El espíritu navideño te lleva a acordarte de todas esas personas a las que quieres pero que, por tener lejos, no puedes ver tanto durante el año. Es pensar en ellas y sonreír sabiendo que al fin van a cuadrar las agendas. Es llamarlas y charlar con ellas como si el tiempo no hubiera pasado. Y concretar un día y una hora para veros. Con vuestras mejores galas y la mayor de las alegrías, sin mirar el reloj, poniéndoos al día de todo lo que os pasado durante los meses anteriores: lo bueno y lo malo, por supuesto. Y ser capaces de consolar al otro, de darle el abrazo añorado, de demostrarle el cariño que le tienes al fin. Poder darle un regalo y ver su felicidad al abrir el paquete. Es decirle lo que significa para ti pero que durante el año parece que te dé vergüenza hacerlo. Es desearle lo mejor en el año que entra y querer, de corazón, poder vivirlo juntos, poder verlo, poder compartir lo que venga, para bien o para mal.

Son las fiestas de hacer regalos, pero no por compromiso, sino porque al fin tienes una excusa para ir de tienda en tienda buscando cosas bonitas para la gente más importante de tu vida. Por fin es el momento de colmar de regalos a tus seres más importantes, da igual que sean familia o amigos, lo que cuenta es que son prolongaciones de tu persona. Y te animas a escribir tarjetas felicitando las fiestas… ¡con un boli! Como en los viejos tiempos – nada de vídeos por chat. No, te sientas y le escribes una tarjeta a cada persona, a cada trocito de ti que merece abrir el buzón un día y no ver facturas, sino un sobre navideño que contiene mucho amor, purpurina, angelitos.

Es la ocasión de planear encuentros en fechas especiales, de decidir dónde cenas el 24, dónde comes el 25, cómo te tomarás las uvas. ¡Y de pensar en los modelitos! Tienes que ir cuadrando lo que te irás poniendo en cada uno de esos encuentros. Desempolvas les lentejuelas, rebuscas entre tus tacones de vértigo, revisas las plumas y las pieles. Piensas en recogidos (¿quizás una visita a la peluquería?), en lazos para el pelo, en barras de labios rojo pasión, en uñas con manicura especial.
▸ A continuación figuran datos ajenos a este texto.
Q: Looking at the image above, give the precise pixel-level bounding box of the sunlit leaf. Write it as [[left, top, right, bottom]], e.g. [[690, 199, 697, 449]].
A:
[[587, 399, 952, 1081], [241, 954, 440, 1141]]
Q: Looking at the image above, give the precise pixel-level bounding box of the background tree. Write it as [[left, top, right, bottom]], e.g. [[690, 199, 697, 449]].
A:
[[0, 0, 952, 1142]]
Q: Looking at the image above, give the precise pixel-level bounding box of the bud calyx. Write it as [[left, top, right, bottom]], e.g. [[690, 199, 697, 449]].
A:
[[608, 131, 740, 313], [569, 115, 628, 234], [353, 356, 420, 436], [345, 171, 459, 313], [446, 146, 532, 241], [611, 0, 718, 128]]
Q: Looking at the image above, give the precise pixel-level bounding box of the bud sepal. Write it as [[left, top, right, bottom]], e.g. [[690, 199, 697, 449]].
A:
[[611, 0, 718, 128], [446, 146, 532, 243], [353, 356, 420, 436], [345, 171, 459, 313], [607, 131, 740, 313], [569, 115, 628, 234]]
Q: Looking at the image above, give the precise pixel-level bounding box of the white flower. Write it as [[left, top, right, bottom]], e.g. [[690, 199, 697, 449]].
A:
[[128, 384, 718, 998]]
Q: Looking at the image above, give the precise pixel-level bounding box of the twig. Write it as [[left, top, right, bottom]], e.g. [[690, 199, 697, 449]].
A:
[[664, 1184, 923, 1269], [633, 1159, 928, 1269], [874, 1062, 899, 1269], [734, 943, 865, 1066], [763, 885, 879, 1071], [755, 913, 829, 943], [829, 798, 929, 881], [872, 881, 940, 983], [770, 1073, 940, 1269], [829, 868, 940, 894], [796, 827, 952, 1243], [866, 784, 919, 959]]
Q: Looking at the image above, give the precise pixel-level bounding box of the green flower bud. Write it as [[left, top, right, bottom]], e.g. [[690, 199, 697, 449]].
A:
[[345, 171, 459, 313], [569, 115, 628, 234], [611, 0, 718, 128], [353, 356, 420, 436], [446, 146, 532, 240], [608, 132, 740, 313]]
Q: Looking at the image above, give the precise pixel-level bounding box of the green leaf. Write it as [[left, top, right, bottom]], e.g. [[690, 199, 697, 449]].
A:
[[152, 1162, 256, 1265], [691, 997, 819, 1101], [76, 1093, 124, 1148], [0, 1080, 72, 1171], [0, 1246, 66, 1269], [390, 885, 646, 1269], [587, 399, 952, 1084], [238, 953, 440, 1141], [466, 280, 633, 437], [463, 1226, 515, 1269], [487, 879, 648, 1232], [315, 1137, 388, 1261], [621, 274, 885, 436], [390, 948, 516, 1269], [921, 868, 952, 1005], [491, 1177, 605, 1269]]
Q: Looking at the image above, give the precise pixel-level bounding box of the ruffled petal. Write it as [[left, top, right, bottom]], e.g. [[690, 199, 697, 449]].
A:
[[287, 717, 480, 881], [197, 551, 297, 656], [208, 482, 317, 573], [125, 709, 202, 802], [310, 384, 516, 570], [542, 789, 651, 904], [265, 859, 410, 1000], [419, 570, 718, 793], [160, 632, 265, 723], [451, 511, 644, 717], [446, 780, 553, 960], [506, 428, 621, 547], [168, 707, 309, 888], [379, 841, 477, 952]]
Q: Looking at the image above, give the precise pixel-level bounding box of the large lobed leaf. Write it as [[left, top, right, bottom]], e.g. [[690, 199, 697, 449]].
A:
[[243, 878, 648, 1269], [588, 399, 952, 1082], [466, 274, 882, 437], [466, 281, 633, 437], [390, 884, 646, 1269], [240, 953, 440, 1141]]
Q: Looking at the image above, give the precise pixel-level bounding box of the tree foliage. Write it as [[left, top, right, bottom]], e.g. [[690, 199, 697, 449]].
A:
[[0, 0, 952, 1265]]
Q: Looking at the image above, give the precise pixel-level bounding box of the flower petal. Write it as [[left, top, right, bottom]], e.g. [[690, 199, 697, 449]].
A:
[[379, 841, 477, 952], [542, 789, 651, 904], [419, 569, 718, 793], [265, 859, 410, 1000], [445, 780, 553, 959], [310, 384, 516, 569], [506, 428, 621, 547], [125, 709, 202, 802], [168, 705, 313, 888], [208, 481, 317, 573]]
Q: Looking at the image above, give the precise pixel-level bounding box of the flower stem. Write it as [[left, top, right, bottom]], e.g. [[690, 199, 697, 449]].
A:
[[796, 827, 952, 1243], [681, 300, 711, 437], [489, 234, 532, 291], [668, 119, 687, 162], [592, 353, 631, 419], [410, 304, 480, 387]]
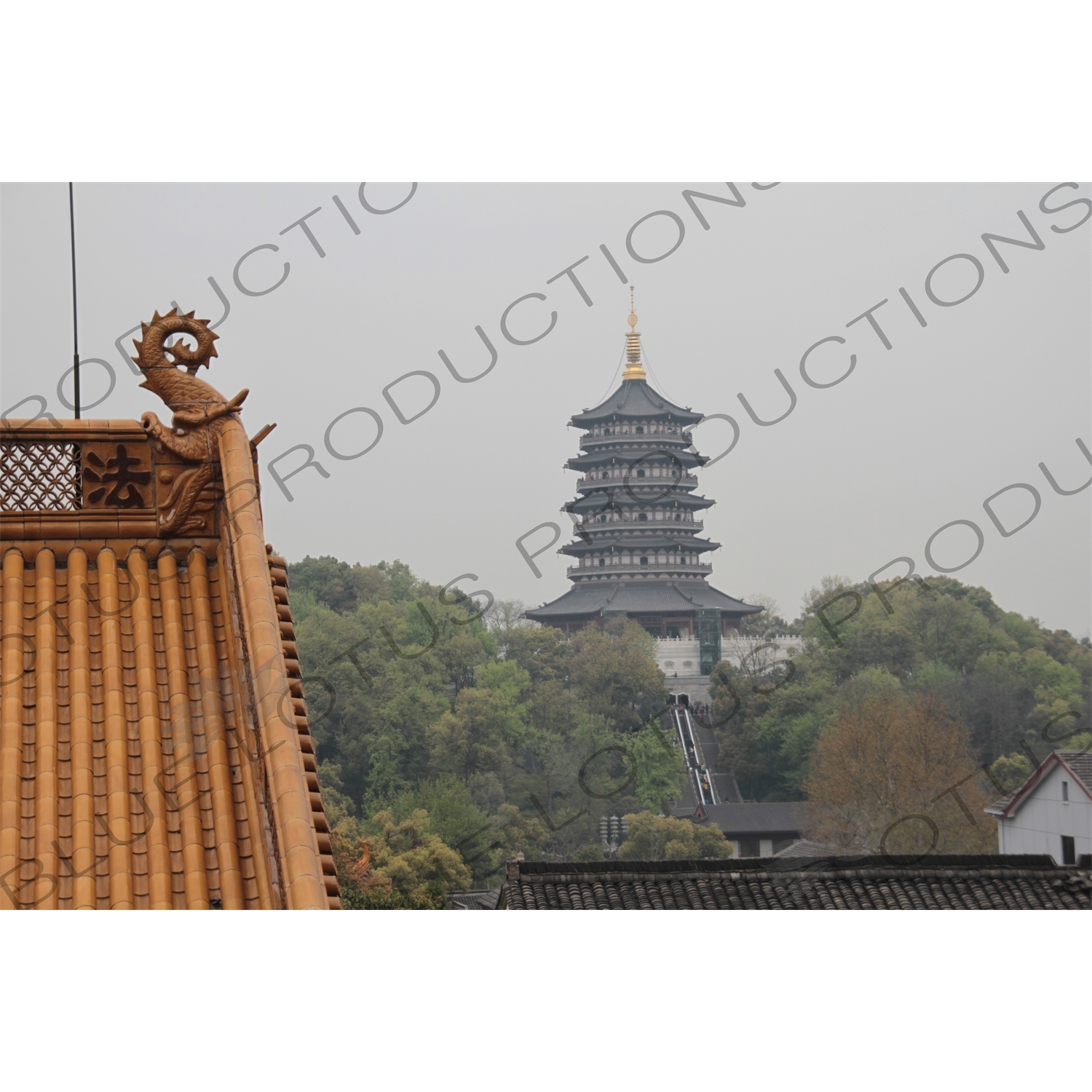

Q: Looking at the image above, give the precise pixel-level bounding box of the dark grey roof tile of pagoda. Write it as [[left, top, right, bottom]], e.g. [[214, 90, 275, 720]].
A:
[[561, 535, 721, 557], [701, 801, 808, 838], [572, 379, 703, 427], [526, 570, 762, 620], [497, 854, 1092, 910], [566, 450, 709, 472]]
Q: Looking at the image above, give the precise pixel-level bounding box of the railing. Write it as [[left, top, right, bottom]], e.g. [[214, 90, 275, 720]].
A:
[[577, 471, 698, 491], [574, 519, 705, 531], [566, 561, 713, 580]]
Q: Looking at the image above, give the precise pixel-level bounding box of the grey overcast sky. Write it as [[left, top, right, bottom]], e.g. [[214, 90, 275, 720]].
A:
[[0, 179, 1092, 636]]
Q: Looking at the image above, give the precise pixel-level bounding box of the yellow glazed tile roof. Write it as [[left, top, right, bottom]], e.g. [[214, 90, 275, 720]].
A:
[[0, 308, 341, 910]]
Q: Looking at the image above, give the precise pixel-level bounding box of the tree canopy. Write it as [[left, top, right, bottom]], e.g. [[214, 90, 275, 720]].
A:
[[288, 557, 684, 906], [712, 577, 1092, 801]]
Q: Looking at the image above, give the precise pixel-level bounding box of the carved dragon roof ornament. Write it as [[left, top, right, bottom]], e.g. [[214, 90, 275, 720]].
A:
[[133, 308, 249, 534]]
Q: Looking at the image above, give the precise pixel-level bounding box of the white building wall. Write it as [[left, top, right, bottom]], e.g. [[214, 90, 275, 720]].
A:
[[997, 766, 1092, 864]]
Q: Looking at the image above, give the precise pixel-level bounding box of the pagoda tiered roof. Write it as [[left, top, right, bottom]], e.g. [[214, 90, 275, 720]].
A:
[[572, 379, 703, 428]]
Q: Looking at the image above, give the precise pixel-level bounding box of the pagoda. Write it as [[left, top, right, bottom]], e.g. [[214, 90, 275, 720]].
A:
[[526, 295, 762, 677]]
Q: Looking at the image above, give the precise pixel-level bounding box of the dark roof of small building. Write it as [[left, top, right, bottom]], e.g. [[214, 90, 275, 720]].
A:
[[524, 579, 762, 622], [572, 379, 703, 427], [694, 801, 808, 838], [984, 751, 1092, 819], [497, 854, 1092, 910], [448, 888, 500, 910], [775, 838, 830, 858]]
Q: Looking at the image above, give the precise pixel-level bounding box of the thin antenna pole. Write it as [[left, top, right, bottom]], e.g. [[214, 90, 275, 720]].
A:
[[69, 183, 80, 421]]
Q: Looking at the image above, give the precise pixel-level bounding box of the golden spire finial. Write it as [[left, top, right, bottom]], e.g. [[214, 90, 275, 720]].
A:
[[622, 285, 646, 379]]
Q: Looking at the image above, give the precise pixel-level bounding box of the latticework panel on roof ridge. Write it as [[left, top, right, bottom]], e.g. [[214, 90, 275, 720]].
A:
[[0, 440, 80, 513]]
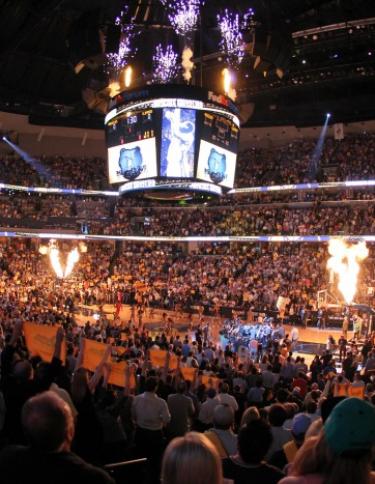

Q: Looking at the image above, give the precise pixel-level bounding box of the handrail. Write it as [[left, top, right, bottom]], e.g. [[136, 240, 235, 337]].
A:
[[0, 180, 375, 197], [0, 230, 375, 244]]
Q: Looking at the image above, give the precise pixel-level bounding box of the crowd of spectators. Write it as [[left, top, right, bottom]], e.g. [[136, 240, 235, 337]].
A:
[[0, 133, 375, 190], [0, 240, 374, 316], [0, 195, 375, 240], [0, 280, 375, 484], [236, 133, 375, 187], [0, 135, 375, 484]]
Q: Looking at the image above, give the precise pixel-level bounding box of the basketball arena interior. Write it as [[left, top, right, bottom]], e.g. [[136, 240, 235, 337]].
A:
[[0, 0, 375, 484]]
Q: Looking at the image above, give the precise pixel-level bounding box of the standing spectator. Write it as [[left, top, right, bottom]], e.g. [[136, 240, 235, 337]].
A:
[[167, 381, 194, 438], [280, 398, 375, 484], [204, 405, 237, 459], [267, 403, 292, 460], [198, 388, 220, 430], [223, 419, 284, 484], [132, 377, 171, 459], [216, 383, 238, 412], [161, 432, 223, 484]]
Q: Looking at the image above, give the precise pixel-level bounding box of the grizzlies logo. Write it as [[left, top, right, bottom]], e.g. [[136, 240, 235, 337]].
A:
[[117, 146, 145, 180], [205, 148, 227, 183]]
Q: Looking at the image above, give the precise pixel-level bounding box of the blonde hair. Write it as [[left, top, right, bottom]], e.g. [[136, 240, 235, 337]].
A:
[[161, 432, 223, 484], [240, 407, 260, 427], [290, 429, 371, 484]]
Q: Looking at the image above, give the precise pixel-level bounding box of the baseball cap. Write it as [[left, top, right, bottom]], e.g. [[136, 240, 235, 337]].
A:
[[292, 413, 311, 436], [324, 397, 375, 455]]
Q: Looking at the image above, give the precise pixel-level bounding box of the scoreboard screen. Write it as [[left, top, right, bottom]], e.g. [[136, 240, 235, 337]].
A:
[[105, 85, 240, 198]]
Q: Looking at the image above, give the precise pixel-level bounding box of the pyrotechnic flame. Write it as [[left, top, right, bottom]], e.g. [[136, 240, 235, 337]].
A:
[[182, 47, 194, 82], [124, 66, 133, 87], [327, 239, 369, 304], [222, 67, 237, 101], [64, 247, 79, 277], [45, 240, 82, 279], [49, 247, 64, 279], [108, 82, 121, 97]]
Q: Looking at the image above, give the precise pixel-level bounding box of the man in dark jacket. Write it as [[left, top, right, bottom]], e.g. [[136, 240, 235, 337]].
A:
[[0, 391, 114, 484]]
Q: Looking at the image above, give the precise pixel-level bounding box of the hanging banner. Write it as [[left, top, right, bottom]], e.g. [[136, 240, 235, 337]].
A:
[[23, 322, 66, 364], [202, 375, 221, 390], [82, 338, 108, 371], [180, 368, 197, 381], [108, 361, 136, 390]]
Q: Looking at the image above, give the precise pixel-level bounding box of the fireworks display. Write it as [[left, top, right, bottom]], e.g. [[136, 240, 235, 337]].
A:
[[152, 44, 178, 84], [161, 0, 204, 35], [106, 5, 138, 78], [217, 9, 250, 67]]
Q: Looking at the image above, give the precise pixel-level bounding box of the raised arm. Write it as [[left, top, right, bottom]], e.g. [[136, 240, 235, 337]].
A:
[[89, 345, 112, 393]]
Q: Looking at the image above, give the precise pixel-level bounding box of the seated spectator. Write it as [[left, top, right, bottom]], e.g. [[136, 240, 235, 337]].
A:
[[223, 420, 284, 484], [247, 377, 264, 406], [281, 398, 375, 484], [198, 388, 220, 430], [267, 403, 292, 460], [269, 413, 311, 469], [0, 391, 114, 484], [204, 405, 237, 459], [161, 432, 223, 484], [216, 383, 238, 412], [240, 407, 260, 427]]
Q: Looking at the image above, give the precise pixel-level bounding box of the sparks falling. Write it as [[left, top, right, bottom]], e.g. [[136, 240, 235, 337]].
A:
[[152, 44, 178, 84], [106, 5, 138, 79], [39, 240, 87, 279], [327, 239, 369, 304], [182, 47, 194, 83], [161, 0, 204, 36], [217, 9, 244, 66]]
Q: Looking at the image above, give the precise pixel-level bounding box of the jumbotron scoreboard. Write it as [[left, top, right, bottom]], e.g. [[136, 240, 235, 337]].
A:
[[105, 85, 240, 200]]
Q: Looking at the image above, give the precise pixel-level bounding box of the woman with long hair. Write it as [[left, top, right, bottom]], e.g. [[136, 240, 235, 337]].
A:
[[280, 398, 375, 484], [161, 432, 223, 484]]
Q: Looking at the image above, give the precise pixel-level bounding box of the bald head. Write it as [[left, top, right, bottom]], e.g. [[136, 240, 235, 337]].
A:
[[22, 391, 74, 452], [213, 404, 234, 430]]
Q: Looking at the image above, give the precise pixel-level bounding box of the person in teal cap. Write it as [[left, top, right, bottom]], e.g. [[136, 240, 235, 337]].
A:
[[279, 398, 375, 484]]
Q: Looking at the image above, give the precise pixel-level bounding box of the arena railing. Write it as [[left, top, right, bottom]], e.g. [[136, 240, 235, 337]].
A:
[[0, 230, 375, 244], [0, 180, 375, 197]]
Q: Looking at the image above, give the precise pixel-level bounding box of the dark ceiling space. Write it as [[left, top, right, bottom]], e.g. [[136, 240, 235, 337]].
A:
[[0, 0, 375, 128]]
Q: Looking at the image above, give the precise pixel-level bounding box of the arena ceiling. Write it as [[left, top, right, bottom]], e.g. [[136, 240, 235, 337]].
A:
[[0, 0, 375, 128]]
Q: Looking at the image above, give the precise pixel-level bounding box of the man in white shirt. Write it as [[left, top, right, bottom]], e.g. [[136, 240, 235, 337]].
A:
[[215, 383, 238, 413], [198, 388, 220, 429], [131, 377, 171, 462]]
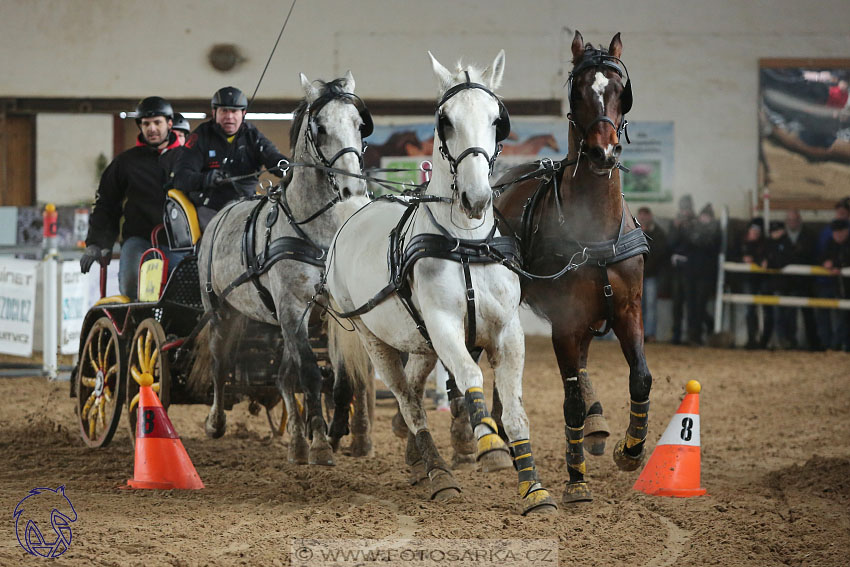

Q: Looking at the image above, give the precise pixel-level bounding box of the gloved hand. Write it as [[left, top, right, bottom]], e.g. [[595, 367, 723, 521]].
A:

¡Hay que celebrar! Comer, brindar, saltar, bailar, querer, abrazar y besar. Dar gracias por lo que tenemos y recordar lo que hemos perdido. Ser un poco benevolentes con nosotros mismos: deja ya de pensar en si ese pantalón te queda bien… llevas todo el año trabajando, cumpliendo, pagando facturas, siendo un ciudadano ejemplar. Es el momento de darte un respiro y de olvidar tanta norma. De alegrarse por seguir aquí un año más, por tener con quién salir a cantar, a reír, a llorar… o compartir la resaca. Lo que sea. Recuerda: siempre hay motivos para bailar. Después de la tormenta sale el sol. Y, total, cuando te caes… vuelves a levantarte. Mañana será otro día. Ponte guapo, o guapa, sal y disfruta. Porque este regalo que es la vida ocurre una sola vez. Y cuando tengas 120 años (o más) pensarás que pasó en un suspiro. Y no te arrepentirás de lo que hiciste, sino de lo que dejaste pasar por pereza o miedo o el qué dirán. Quiere y te querrán. Regala y disfruta viendo la cara de alegría de quien reciba tu sorpresa. Da gracias, reparte alegría… y harás del mundo un lugar mejor sólo con tu presencia. Deja de exigirte tanto: lo estás haciendo muy, pero que muy, bien. Lo estás bordando – no me lo discutas.

Corre: sal a disfrutar de lo que te ofrece el mundo. Pero recuerda poner los zapatos a la vista y acostarte temprano el día 5, que si no, no pasan los Reyes por tu casa (o te dejan carbón).

Mis mejores deseos en estas fechas: ¡FELIZ NAVIDAD!